Ela também era uma mulher incisiva, idealista e, às vezes, explosiva. Feminista, defendia que as mulheres deveriam ter direito ao voto. Fundou a Casa do Estudante do Brasil, uma instituição para acolher no Rio jovens que não tinham condições de se manter na então capital do país.

Fluente em alemão, francês e inglês, foi tradutora de poemas estrangeiros. Ela deu à luz a futura crítica de teatro Barbara Heliodora, que ganhou da mãe seu primeiro exemplar de uma obra de William Shakespeare. Hoje, Barbara é maior especialista brasileira na obra do Bardo.

A fitinha roxa

Marcos de Mendonça foi o primeiro “ídolo” do futebol brasileiro porque encarnava todos os valores que o esporte carregava naqueles primeiros anos. Não gostava de sujar a roupa sempre muito branca, não gostava de violência, era sempre leal e recebia aplausos até de adversários.

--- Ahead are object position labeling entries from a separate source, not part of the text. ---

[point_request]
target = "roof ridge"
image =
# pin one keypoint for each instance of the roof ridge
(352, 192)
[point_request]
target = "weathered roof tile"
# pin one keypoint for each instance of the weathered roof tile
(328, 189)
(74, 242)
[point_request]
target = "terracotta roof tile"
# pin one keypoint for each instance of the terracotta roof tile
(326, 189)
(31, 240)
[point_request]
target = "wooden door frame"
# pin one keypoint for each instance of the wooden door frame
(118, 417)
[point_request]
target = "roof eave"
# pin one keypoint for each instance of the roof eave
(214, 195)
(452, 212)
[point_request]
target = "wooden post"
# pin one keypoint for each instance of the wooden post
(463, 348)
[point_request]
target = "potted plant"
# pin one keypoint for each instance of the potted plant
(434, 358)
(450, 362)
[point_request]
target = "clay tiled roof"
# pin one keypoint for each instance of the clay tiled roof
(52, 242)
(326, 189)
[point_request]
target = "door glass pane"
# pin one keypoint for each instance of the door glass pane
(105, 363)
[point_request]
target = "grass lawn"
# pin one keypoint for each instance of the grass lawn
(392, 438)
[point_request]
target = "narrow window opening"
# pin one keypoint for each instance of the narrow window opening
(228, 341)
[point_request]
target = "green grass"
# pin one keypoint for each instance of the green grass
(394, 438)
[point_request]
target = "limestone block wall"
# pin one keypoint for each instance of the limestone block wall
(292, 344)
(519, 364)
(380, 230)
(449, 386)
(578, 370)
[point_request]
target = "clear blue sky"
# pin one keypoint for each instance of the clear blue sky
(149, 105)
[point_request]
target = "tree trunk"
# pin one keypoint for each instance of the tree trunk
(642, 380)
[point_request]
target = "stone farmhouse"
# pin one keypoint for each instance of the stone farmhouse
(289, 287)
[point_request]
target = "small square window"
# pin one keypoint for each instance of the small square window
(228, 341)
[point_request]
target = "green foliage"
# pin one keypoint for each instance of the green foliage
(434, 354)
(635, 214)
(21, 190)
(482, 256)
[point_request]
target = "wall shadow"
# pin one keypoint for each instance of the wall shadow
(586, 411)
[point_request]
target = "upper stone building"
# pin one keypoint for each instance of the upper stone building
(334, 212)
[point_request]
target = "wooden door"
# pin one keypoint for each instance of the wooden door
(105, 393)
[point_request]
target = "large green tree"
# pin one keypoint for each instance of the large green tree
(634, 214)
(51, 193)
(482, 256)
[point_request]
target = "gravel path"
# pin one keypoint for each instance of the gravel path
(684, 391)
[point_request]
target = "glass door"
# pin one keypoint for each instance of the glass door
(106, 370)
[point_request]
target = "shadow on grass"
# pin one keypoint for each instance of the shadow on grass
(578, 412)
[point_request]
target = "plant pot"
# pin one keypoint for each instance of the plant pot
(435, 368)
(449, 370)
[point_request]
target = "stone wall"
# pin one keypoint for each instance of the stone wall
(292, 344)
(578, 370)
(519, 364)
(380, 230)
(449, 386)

Era conhecido como “O Fitinha Roxa” por causa do adorno que usava na cintura – a fita ajudava a segurar o calção em uma época em que o elástico ainda não havia sido inventado.  

Anna Amélia, dois anos mais nova que Marcos de Mendonça, sempre dizia à família que, caso morresse antes dele, gostaria de ser enterrada com a fitinha roxa, a mesma fitinha que o marido usara durante a carreira.

No final de março de 1971, ela morreu. Sua filha Barbara, suas netas Marcia e Patricia e a família toda reviraram a casa inteira atrás da fitinha para colocar dentro do caixão. Nunca a encontraram. Anna Amélia foi enterrada com uma foto do marido, vestido de branco – e de fitinha roxa.

A partir daí, e pelo resto da vida, Marcos de Mendonça só se vestiu de preto. Em casa, na rua, nos campos de golfe, seu esporte da velhice, e durante os jogos do Fluminense que ele via pela TV, nunca estava com roupas de outra cor senão a preta. Até 1988, quando morreu, o primeiro goleiro do Brasil jamais se despiu do luto pela mulher que o futebol lhe apresentou.